Looking at the leather industry worldwide, chemical suppliers are closer to the fashion world and upcoming trends in the product market. Using them as a link between the products and tanning market should be an interesting business model in which they provide assistance on access to markets and proper finishing capacity. Chemical suppliers, as part of their sales and marketing activity, have been providing technical assistance to tanneries in the early stages of leather processing. Now is the time to increase, perhaps improve, their engagement with the tanneries to support them technically and provide access to markets.
With higher stages of leather processing and product manufacturing, comes increased number and type of chemicals and accessories used. Currently, long lead-time in the importation of chemicals and accessories is one of the major bottlenecks. Factories shy away from taking big export orders due to lack of confidence in meeting quality and time requirements of international buyers. This is mostly due to the unconscionable time it takes factories to get foreign currency, and to deal with logistics and customs.
More than ever, there is a need for more integrated work among factories, input suppliers, government bodies. Looking at the possibility of import aggregation of industrial inputs could be one to help address the bureaucracy around imports faced by individual factories on small volume of imports.

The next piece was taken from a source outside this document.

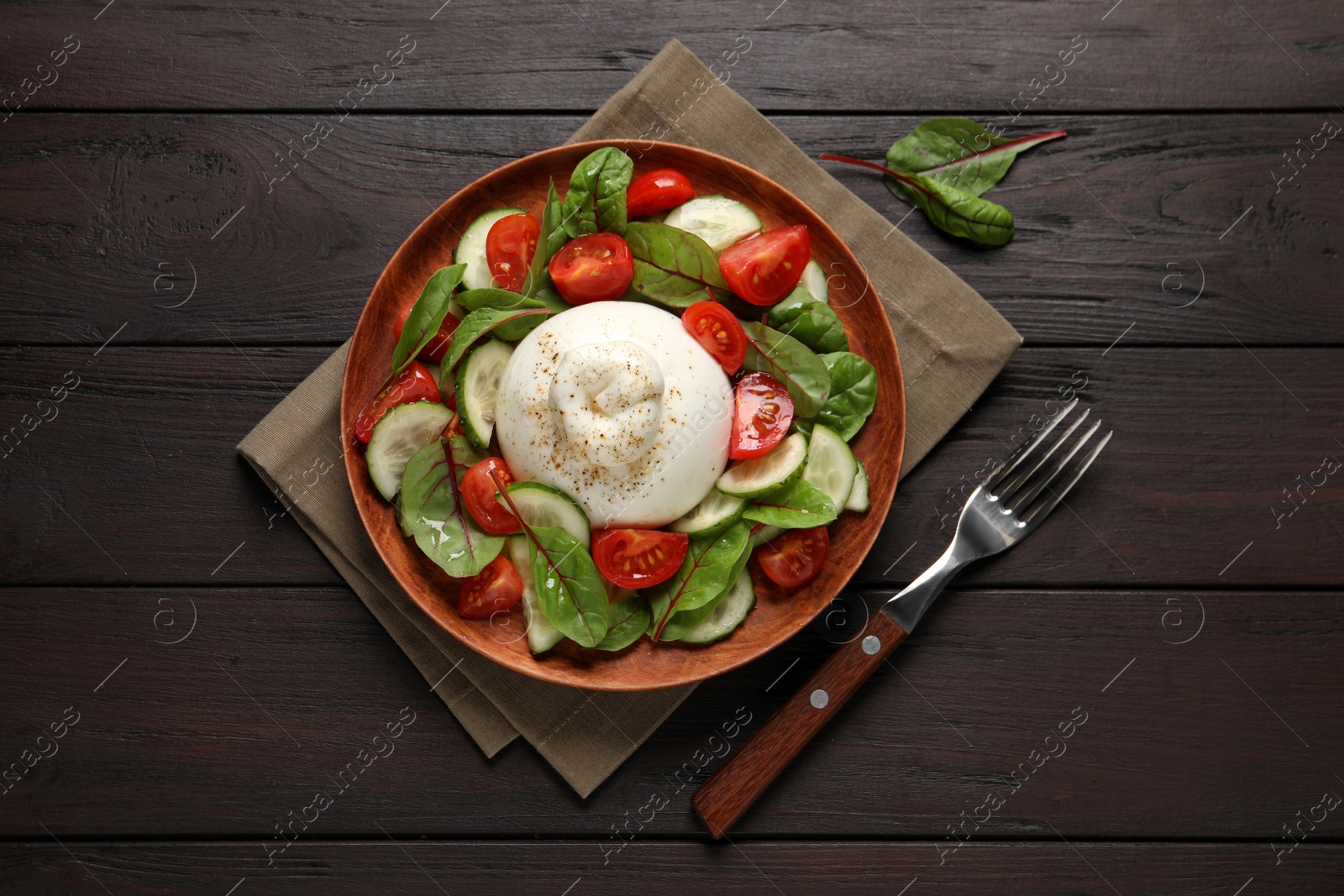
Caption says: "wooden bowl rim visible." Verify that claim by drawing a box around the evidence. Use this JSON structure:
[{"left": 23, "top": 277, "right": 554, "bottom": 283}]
[{"left": 340, "top": 139, "right": 906, "bottom": 692}]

On the regulation front, market actors argue that policy enforcement around finished leather export is loose, resulting in semi-finished leather still being exported. The problem in this is twofold: one; the country is losing on the right value of its exports, and two; international buyers are still sourcing semi-finished leather from Ethiopia in which case, they no longer need to source finished leather at a higher price from Ethiopia. Focusing Ethiopia’s export towards leather products is the best alternative by all means. It is more value addition in a country, and creates employment, generates foreign currency, and pushes factories to adopt the latest technology. Until the country fully moves to products export, regulatory bodies need to tighten their screening and approving system around finished leather export.

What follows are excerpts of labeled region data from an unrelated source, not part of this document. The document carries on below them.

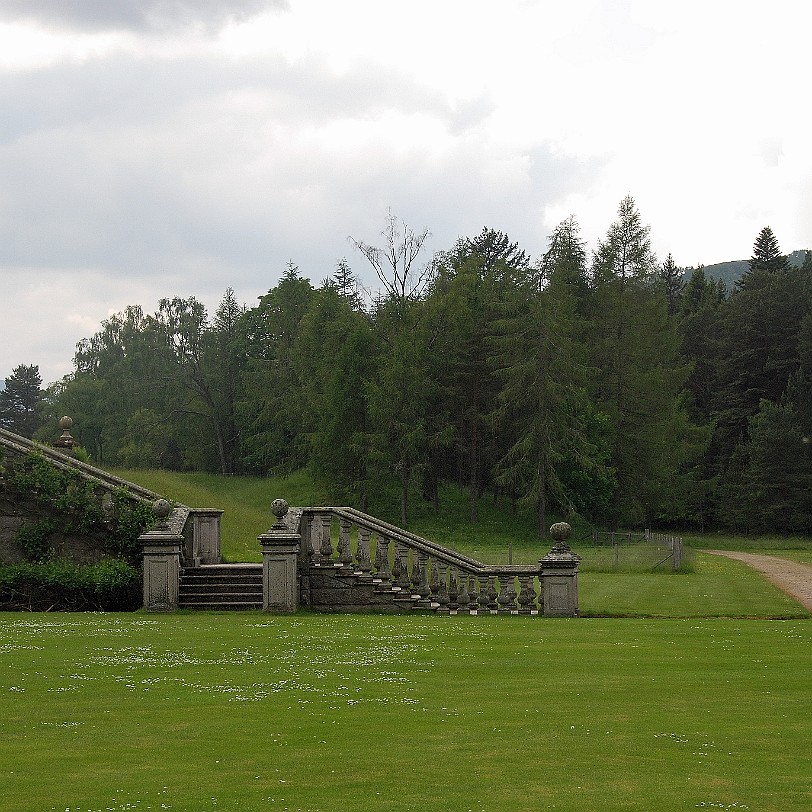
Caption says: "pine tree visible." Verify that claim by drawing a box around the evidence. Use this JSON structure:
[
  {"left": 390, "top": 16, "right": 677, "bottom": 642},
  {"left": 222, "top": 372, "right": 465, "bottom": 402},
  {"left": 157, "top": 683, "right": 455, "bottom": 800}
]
[
  {"left": 711, "top": 228, "right": 812, "bottom": 472},
  {"left": 0, "top": 364, "right": 43, "bottom": 439},
  {"left": 736, "top": 226, "right": 790, "bottom": 287},
  {"left": 660, "top": 254, "right": 685, "bottom": 316},
  {"left": 492, "top": 218, "right": 613, "bottom": 537},
  {"left": 590, "top": 197, "right": 688, "bottom": 523}
]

The challenges are complex and interconnected with different actors involved at different stages. The overall performance of the sector in 2016 was alarming. Ethiopia’s emerging global competitiveness in light manufacturing, increasing foreign direct investments, increasing interest from international buyers, and big buyers’ mission to explore Ethiopia’s readiness to be the next footwear sourcing destination are exciting opportunities and can transform the sector as it happened in China 20 years ago and Vietnam five years ago.
With big opportunities come big responsibilities. Ethiopia must be ready to welcome these opportunities and ensure this sector is treated as a real priority.
Ministry of Industry, Ministry of Trade, Leather Industry Development Institute, Ministry of Livestock and Fisheries, Ethiopian Revenue and Customs Authority, financial institutions, policy makers, Ethiopian Industrial Input Development Enterprise, and development partners are on the front list of directly concerned institutions that should own the process of elevating this industry to the level it needs to be.